La complessità geopolitica globale vede oggi diversi scenari che necessitano di stabilità per intraprendere nuovi percorsi politico-istituzionali, ma soprattutto importanti piani internazionali di ricostruzione infrastrutturale. Nella sola area di interesse che era preminente per l’Iran sono da ricostruire pressoché totalmente interi Paesi: tra questi Siria, Libano e la Striscia di Gaza. La guerra tra Hamas e Israele, la frantumazione della cosiddetta Mezzaluna sciita strumento di soft power di Teheran o della “catena di resistenza”, nella sua componente anche di hard power, hanno rimesso in gioco l’intero assetto regionale.
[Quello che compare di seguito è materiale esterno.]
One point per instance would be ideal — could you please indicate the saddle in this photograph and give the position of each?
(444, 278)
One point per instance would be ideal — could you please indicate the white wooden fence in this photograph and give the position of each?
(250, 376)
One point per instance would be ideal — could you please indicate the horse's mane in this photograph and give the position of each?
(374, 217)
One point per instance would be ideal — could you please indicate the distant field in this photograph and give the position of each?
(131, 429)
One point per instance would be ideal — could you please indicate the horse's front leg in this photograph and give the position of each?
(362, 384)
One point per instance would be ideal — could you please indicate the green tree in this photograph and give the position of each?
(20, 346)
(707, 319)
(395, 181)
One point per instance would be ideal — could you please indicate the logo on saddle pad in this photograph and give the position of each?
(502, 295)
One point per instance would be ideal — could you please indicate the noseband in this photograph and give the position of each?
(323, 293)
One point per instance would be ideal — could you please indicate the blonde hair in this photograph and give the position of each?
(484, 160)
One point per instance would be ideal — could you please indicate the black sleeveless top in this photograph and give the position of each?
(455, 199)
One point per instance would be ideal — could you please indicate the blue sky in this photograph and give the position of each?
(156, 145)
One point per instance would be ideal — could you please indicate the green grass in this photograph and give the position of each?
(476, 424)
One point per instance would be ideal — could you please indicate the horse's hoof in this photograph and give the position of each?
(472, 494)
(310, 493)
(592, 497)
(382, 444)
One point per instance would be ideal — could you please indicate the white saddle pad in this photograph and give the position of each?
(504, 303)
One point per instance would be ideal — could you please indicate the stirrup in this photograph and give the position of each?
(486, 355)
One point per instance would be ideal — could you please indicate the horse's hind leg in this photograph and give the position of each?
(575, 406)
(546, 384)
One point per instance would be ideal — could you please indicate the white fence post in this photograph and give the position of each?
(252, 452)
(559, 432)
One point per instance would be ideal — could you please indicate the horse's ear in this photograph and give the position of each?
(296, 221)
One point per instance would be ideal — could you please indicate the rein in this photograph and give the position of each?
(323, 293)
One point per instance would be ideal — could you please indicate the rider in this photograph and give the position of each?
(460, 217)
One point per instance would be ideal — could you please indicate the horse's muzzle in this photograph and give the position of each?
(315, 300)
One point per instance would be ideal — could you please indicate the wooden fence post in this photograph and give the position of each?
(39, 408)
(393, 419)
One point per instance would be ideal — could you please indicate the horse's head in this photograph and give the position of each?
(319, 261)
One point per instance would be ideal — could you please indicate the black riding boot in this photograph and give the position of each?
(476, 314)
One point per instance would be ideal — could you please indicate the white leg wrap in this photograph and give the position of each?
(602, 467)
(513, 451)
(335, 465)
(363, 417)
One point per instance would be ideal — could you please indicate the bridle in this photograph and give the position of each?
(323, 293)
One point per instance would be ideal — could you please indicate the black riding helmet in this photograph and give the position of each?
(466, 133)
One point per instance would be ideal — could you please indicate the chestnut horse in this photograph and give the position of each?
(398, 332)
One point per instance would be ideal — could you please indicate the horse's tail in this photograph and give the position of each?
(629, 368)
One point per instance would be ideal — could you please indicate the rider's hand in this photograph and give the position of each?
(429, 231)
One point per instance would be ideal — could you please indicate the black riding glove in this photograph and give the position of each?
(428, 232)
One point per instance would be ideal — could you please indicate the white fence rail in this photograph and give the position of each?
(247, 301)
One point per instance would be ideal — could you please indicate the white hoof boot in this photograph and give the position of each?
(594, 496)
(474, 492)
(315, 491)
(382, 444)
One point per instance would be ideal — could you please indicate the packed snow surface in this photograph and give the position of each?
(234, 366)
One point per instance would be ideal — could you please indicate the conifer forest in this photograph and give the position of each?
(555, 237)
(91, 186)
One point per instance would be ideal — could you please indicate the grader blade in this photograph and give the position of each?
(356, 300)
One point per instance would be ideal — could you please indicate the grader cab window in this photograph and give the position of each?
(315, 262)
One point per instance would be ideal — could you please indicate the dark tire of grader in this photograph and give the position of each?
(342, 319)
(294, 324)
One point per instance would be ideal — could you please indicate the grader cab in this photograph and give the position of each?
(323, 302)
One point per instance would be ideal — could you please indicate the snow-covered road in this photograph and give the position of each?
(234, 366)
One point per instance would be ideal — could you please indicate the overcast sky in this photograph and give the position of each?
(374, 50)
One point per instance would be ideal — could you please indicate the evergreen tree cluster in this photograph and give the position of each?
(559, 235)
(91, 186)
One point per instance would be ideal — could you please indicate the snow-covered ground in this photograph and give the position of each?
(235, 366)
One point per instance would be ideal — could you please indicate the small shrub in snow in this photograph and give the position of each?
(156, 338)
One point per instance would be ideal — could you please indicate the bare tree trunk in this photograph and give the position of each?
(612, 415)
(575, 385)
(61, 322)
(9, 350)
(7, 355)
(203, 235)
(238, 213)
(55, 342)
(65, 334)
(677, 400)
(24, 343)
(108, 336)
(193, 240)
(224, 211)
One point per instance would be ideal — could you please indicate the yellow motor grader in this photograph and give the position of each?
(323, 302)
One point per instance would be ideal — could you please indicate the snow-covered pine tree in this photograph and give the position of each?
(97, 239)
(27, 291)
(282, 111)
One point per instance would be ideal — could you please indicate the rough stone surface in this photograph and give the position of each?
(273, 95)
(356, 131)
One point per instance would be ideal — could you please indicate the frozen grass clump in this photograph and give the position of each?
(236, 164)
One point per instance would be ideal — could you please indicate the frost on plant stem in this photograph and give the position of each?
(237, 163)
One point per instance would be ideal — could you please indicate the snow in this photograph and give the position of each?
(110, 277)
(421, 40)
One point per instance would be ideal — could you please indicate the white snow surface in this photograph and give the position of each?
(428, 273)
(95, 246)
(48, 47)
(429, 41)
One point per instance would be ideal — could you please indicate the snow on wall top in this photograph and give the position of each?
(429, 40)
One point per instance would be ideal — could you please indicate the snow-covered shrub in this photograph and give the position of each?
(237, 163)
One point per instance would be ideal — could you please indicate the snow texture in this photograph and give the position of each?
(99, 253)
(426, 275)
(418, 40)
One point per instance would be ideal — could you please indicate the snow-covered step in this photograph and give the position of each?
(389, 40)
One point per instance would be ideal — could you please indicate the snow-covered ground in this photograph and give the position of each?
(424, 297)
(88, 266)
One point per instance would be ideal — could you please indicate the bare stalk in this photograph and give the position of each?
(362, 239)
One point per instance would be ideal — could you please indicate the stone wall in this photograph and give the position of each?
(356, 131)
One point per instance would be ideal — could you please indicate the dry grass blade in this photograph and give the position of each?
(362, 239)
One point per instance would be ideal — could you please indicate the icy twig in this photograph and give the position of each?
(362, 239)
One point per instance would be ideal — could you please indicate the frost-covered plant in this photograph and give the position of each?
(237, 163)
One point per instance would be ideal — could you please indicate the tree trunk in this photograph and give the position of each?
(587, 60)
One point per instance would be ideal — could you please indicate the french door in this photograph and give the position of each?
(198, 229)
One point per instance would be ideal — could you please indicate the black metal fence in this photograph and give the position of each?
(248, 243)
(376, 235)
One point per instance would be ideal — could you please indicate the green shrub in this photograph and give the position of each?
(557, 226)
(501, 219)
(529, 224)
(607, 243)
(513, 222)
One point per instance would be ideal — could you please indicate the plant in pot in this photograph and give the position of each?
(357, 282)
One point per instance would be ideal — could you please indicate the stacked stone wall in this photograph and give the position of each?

Escludere la Repubblica islamica da questa partita, come l’amministrazione Trump parrebbe ad oggi essere intenzionata a fare, risulterebbe ancora una volta estremamente controproducente. La dottrina della “massima pressione” (Afrasiabi and Entessar 2018; White House 2025), tesa a piegare l’Iran attraverso sanzioni e produrre un regime change è destinata ad acuire le tensioni nel Golfo e a privare la comunità occidentale e, in primis, gli Stati Uniti, di una importante leva di pressione anche sulla Russia, alla luce della collaborazione fra Teheran e Mosca, così come potrebbe giocare un ruolo in funzione anti-cinese, vista la sua posizione geografica tra l’Asia centrale, il Pakistan e le acque dello stesso Golfo Persico.
La perdita dell’Iran quale fattore di equilibrio e influenza all’interno delle comunità sciite della regione ostacolerebbe anche i piani di investimento sauditi e con essi anche i necessari piani di ricostruzione dei Paesi sopra citati. Insomma, una delle chiavi di volta per garantire sviluppo e quindi benessere diffuso, al fine di produrre sicurezza sociale, e quindi politica passa inevitabilmente per Teheran, caposaldo oggi come allora delle svariate “vie della seta” e punto nevralgico tra Oriente ed Occidente.